Your excellencies, distinguished guests, fellow nominees.
I think we all feel tonight in the company of people who are here that we are accomplishing the very clear targeted arenas we need to achieve based on what His Excellency and what I think was pretty profound language in his opening comments.
He talked about – we may be a cynical industry but those who achieve the best are the least cynical. We have to believe, we have to have hope and it’s the currency that we have to deal in.
And I don’t think any of the nominees tonight would disagree with that.
Our goal is fundamentally simple. And it has been a problem in our industry over the last number of years where journalists and editorial departments have allied economic disruption of our industry to be an excuse not to do the best journalism we can. We must all change that and ensure the standards we see tonight become a more consistent prevalent force in the newsrooms of the country,
We need to do it, we need to show our best because nobody else will do it for us.
The fourth estate has a key role to play in this country, in particular as the chaos in the economy and political dysfunction continues.
For me personally there are a number of people I must thank. and it begins at the top.
To do brave journalism that is independent and has clear sight, and curries no favour requires strong ownership. And in the Thomson family we have that.
It is my distinct pleasure tonight to acknowledge Philip Crawley my publisher who is here this evening. Who is a guy who will look you in the eye and tell you that he was right. Carry on. Just do it. And that clarity means the buck stops with me and as an editor-in-chief there’s nothing more simple and more magnificent than the simplicity of that contract.
There are others as well. People not so familiar to you. Steven Raines, a Philadelphia lawyer. His father helped thalidomide survivors of Canada many years ago and who brought the story to our attention. Mr. Harold Evans who acted as a moral leader throughout.
Internally within the Globe Dennis Choquette is the National Editor and Sinclair Stewart, my deputy, indivisible as ever.
Ingrid who you heard from and Michelle our photographer who took the imagery that could have been gratuitous and made it as sensitive as any portrait you can see.
To Steve Chase working late into the night in the House of Commons watching the politicians and pushing the bureaucracy from the rigidity that was their initial instinct to a final flow that brought a just settlement.

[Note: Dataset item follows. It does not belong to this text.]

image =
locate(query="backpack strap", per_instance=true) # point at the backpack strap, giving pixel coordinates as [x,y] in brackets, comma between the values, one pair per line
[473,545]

And to Mercedes and to the 97 survivors who were alive when we began this and today there are 92. And to the parents of the survivors who needed this just settlement in order that they will know that their children all 53 and 54 years of age will have the money and the comfort to ensure a life complete with dignity. It really concludes to say what we began the evening with as his Excellency stated – Journalism not only matters but the journalists can and do make a difference.